Class MWHCFunction<T>

  • All Implemented Interfaces:
    it.unimi.dsi.fastutil.Function<T,​java.lang.Long>, it.unimi.dsi.fastutil.objects.Object2LongFunction<T>, it.unimi.dsi.fastutil.Size64, java.io.Serializable, java.util.function.Function<T,​java.lang.Long>, java.util.function.ToLongFunction<T>

    @Deprecated
    public class MWHCFunction<T>
    extends it.unimi.dsi.fastutil.objects.AbstractObject2LongFunction<T>
    implements java.io.Serializable, it.unimi.dsi.fastutil.Size64
    Deprecated.
    Please a GOV3Function or a GOV4Function.
    An immutable function stored quasi-succinctly using the Majewski-Wormald-Havas-Czech 3-hypergraph technique.

    Instances of this class store a function from keys to values. Keys are provided by an iterable object (whose iterators must return elements in a consistent order), whereas values are provided by a LongIterable. If you do nost specify values, each key will be assigned its rank (e.g., its position in iteration order starting from zero).
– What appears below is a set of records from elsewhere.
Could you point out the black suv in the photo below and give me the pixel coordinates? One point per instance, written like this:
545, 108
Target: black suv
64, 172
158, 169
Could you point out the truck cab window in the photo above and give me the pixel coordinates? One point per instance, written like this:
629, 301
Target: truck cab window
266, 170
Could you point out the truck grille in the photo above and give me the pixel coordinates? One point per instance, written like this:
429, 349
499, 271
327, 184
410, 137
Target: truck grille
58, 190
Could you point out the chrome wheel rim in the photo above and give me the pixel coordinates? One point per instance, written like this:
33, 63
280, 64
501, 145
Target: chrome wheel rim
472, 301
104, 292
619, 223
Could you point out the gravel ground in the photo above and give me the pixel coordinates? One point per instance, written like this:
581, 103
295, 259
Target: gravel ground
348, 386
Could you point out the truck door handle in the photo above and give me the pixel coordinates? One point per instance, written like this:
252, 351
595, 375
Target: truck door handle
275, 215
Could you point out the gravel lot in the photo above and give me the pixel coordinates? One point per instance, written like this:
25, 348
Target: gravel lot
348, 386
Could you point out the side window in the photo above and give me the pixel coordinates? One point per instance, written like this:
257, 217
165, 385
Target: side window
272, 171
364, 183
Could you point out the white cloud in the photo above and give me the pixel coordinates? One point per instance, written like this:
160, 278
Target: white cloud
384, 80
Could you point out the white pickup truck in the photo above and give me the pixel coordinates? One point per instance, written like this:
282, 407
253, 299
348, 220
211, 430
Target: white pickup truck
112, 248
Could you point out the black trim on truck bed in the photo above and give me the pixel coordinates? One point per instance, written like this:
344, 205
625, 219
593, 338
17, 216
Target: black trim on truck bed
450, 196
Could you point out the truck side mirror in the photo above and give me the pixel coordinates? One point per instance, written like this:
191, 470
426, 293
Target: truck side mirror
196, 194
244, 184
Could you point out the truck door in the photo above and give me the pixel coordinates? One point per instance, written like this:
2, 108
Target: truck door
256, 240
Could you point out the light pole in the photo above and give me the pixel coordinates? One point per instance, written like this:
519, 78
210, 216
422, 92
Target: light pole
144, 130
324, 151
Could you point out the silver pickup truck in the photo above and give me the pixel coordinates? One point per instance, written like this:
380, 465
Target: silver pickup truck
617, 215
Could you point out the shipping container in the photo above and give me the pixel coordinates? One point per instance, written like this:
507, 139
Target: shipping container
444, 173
    For convenience, this class provides a main method that reads from standard input a (possibly gzip'd) sequence of newline-separated strings, and writes a serialised function mapping each element of the list to its position, or to a given list of values.

    Signing

    Optionally, it is possible to sign an MWHCFunction. Signing is possible if no list of values has been specified (otherwise, there is no way to associate a key with its signature). A w-bit signature will be associated with each key, so that getLong(Object) will return a default return value (by default, -1) on strings that are not in the original key set. As usual, false positives are possible with probability 2-w.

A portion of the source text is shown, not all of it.